"Blackborough."
The tears for some reason or other came into Helen's eyes, and even Peter Ramsay winked. It was a fairy tale indeed.
"These are your rooms sir," said the little Dutch nurse, "The Governing body desire me to say they would be pleased to alter them in any reasonable way you might desire."
Peter Ramsay looked round the wide rooms whose walls were almost all cupboards, which was heated by a self-feeding stove, where the doors and drawers shut automatically, and the very wash-hand basin tilted itself empty, with a distinctly annoyed smile. "I don't believe even I could be untidy in it," he said grudgingly, "But if you will excuse me, nurse--who are the Governing Body?"

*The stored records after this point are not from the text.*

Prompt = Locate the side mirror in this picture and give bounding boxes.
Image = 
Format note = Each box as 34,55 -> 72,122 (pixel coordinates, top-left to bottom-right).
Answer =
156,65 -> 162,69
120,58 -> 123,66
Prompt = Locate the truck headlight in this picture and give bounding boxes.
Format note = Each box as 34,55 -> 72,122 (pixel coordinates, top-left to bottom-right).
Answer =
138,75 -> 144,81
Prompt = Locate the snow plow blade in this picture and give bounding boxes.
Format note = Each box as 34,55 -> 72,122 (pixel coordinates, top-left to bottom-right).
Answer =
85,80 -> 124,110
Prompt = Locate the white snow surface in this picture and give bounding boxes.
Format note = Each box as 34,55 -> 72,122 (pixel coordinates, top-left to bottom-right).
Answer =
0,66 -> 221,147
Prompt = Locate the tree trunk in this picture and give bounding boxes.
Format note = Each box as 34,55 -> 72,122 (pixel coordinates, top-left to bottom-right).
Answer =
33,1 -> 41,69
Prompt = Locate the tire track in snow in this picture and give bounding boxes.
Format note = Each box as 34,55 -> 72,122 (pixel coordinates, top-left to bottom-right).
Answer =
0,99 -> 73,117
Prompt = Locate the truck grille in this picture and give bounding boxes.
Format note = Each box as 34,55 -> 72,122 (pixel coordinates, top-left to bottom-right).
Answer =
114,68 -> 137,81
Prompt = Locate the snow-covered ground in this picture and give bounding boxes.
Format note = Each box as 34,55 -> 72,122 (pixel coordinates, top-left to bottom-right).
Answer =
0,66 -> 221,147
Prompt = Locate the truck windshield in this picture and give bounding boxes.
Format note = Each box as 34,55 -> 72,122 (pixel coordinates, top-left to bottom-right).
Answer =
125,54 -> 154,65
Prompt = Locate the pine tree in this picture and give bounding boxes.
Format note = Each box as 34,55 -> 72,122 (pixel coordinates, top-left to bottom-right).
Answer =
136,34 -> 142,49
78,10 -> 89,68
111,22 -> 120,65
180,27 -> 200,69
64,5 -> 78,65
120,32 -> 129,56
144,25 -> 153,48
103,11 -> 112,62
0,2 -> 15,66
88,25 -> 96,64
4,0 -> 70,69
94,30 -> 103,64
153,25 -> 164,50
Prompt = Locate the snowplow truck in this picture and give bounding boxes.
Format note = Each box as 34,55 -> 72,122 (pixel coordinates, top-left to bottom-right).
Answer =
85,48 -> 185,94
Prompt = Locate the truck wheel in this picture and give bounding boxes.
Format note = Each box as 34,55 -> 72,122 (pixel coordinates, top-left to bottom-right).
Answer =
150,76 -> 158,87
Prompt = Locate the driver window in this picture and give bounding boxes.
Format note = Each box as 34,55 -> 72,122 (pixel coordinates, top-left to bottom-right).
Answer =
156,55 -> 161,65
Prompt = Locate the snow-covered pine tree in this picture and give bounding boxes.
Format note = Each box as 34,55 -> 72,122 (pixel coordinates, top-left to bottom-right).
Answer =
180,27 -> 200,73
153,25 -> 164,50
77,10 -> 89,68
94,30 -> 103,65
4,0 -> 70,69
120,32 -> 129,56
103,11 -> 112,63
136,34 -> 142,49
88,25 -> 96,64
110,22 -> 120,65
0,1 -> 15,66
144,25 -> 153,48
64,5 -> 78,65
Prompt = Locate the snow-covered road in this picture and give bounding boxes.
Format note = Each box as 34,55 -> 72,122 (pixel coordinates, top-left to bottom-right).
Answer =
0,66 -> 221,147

"Oh! there are several gentlemen, I believe; but I only know the one name--Lord Blackborough. I have not seen him. He is to be here to-day, however--it is their first Committee meeting, you know."
"It--it was built by a Syndicate, wasn't it?" asked Helen.
"Yes; by a Syndicate. I don't think Lord Blackborough had anything to do with it. These are your--that is, the matron's rooms."
Helen gave a little cry. They were the replica of her rooms at the Keep, even to the row of flower-pots on the window-sills and the little niche for her prie-dieu chair. What a memory he had--and what an imagination!
"They must have spent any amount of money over it," continued the buxom little nurse, "for everything is quite perfect--on a small scale of course--I mean in comparison with the London hospitals; but none of them, so far as I know, is half so well equipped for children. It will be a pleasure to work here."
She threw open the door of a ward and introduced Nurse Mary, an elderly woman also in the quaintly Dutch dress.